To me, this is a fascinating concept. Does the brain have similar algorithms for audio. How do we remember sounds? We certain don't store a recording of everything we've heard in our brain. That would cost too much. But we must store some encoded/transformed version of what we hear, similar to how vision works.
So when you look at the common optical allusion of two lines that are actually the same length, however one line has outward pointing arrows and the other inward pointing arrows, you can absolutely measure that and determine the lines are the same length. But after you do a 2D Fourier transform on them, one is clearly longer than the other and it is the same one that humans will say is longer (the illusion) when they look at them.
So, it could be that human hearing, like vision, is not just about what frequencies can be perceived and at what levels, but also how the signal is perceived after the brain does the transform on it, which it seems that it does. I'm sure if we knew exactly what the brain was doing we could measure what happens when we simulate that transform. But of course we don't. We know some kinds of noise/distortion are more audible than others, perhaps related to what happens in transformation. And perhaps there are combinations of things that are not well handled by our physiological encoders, be it for good or bad.

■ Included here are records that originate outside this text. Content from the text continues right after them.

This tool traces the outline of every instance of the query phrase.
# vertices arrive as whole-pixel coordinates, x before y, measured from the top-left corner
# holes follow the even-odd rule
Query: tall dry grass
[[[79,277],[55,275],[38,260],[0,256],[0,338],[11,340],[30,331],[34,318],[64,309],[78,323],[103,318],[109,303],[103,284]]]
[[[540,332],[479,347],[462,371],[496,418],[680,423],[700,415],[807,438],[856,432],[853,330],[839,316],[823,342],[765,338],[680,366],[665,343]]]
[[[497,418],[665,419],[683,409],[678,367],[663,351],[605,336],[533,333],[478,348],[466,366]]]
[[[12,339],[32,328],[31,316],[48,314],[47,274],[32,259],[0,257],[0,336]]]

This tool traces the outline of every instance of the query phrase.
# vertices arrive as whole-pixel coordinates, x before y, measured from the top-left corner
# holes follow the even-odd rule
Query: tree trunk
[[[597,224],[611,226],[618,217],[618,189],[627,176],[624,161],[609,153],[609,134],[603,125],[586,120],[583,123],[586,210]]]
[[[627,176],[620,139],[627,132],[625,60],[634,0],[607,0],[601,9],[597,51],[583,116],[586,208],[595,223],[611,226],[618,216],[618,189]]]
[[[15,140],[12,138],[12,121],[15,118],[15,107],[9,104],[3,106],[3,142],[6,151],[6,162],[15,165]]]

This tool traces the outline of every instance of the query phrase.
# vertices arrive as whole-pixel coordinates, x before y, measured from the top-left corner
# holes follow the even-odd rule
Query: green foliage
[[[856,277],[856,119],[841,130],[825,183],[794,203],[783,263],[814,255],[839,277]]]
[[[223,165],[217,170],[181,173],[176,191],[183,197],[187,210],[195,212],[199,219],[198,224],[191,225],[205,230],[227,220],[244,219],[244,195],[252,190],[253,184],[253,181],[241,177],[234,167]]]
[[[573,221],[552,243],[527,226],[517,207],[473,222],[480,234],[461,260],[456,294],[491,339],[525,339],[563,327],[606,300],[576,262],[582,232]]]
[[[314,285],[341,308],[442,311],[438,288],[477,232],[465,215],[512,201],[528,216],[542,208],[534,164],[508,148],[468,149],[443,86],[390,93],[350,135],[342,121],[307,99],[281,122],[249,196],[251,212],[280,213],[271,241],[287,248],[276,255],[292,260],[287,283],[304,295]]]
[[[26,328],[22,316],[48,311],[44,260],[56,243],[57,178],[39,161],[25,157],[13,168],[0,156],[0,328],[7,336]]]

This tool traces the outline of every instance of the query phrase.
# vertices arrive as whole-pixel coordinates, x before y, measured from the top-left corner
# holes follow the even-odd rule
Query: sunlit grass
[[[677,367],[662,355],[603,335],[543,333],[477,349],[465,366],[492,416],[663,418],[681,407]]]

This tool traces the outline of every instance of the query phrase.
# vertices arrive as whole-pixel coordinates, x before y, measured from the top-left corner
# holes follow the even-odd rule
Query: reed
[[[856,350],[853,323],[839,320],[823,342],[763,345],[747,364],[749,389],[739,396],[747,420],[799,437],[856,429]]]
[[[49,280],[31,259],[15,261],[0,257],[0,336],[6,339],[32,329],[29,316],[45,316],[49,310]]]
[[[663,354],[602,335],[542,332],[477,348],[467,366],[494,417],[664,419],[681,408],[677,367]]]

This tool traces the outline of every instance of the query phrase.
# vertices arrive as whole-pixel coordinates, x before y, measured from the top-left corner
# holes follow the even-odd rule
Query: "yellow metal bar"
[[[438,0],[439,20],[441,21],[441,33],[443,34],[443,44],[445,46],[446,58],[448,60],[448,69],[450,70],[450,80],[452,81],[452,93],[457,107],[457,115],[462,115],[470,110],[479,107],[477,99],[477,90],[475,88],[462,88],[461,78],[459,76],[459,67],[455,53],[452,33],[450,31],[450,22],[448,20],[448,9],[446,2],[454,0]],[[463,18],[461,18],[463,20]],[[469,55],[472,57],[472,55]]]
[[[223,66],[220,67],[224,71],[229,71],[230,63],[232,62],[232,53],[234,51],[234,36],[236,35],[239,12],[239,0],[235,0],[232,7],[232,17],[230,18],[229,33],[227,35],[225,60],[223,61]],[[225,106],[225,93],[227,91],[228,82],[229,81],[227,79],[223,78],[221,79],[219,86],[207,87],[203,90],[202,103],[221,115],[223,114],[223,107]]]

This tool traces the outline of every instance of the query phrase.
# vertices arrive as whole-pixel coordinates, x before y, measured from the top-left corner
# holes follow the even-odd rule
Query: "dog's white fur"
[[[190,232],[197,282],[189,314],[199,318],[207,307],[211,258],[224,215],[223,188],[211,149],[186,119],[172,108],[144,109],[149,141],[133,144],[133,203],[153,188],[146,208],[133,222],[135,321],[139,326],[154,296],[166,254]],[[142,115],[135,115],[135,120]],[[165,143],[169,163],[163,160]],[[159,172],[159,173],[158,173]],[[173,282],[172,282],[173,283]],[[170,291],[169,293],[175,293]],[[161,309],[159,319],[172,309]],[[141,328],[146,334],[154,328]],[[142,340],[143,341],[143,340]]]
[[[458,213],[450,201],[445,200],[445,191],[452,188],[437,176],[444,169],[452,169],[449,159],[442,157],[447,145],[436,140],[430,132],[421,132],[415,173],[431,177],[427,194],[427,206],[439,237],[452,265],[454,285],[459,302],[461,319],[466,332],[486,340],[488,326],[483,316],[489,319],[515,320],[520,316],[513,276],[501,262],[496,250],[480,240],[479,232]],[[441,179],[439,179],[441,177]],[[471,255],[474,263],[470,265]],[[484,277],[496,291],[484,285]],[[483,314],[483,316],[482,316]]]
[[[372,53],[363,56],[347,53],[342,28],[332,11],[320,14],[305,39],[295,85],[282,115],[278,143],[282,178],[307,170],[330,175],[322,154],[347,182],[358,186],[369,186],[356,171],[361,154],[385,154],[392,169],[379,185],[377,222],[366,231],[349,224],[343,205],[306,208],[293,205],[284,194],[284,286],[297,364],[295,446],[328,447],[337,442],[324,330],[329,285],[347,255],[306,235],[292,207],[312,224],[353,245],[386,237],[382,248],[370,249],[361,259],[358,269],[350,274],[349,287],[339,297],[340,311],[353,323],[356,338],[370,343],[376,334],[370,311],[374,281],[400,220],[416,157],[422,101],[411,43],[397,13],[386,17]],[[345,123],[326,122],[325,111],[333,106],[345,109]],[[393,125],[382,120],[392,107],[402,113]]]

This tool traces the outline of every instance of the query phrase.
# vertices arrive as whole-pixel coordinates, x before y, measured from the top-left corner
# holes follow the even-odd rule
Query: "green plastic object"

Another phenomena that has occurred to me is that a sound coming from dead center in a stereo image (phantom center) will not sound the same as the same sound played through the center channel assuming that the speakers and gear are all perfect. They might measure the same using a normal mic that does not have the gain patter of a pair of ears. That is due to the actual angle the sound is entering the ear and its gain pattern. This is why you just cant get a phantom center to sound like a center channel speaker, no matter what. Simply rotating or heads in any direction, even slightly, alters the sound. And how the sounds reflecting around the room really effect the sound.
So, yeah, I think there are things that cannot (or are not) measurable in practical terms that effect what we think we hear.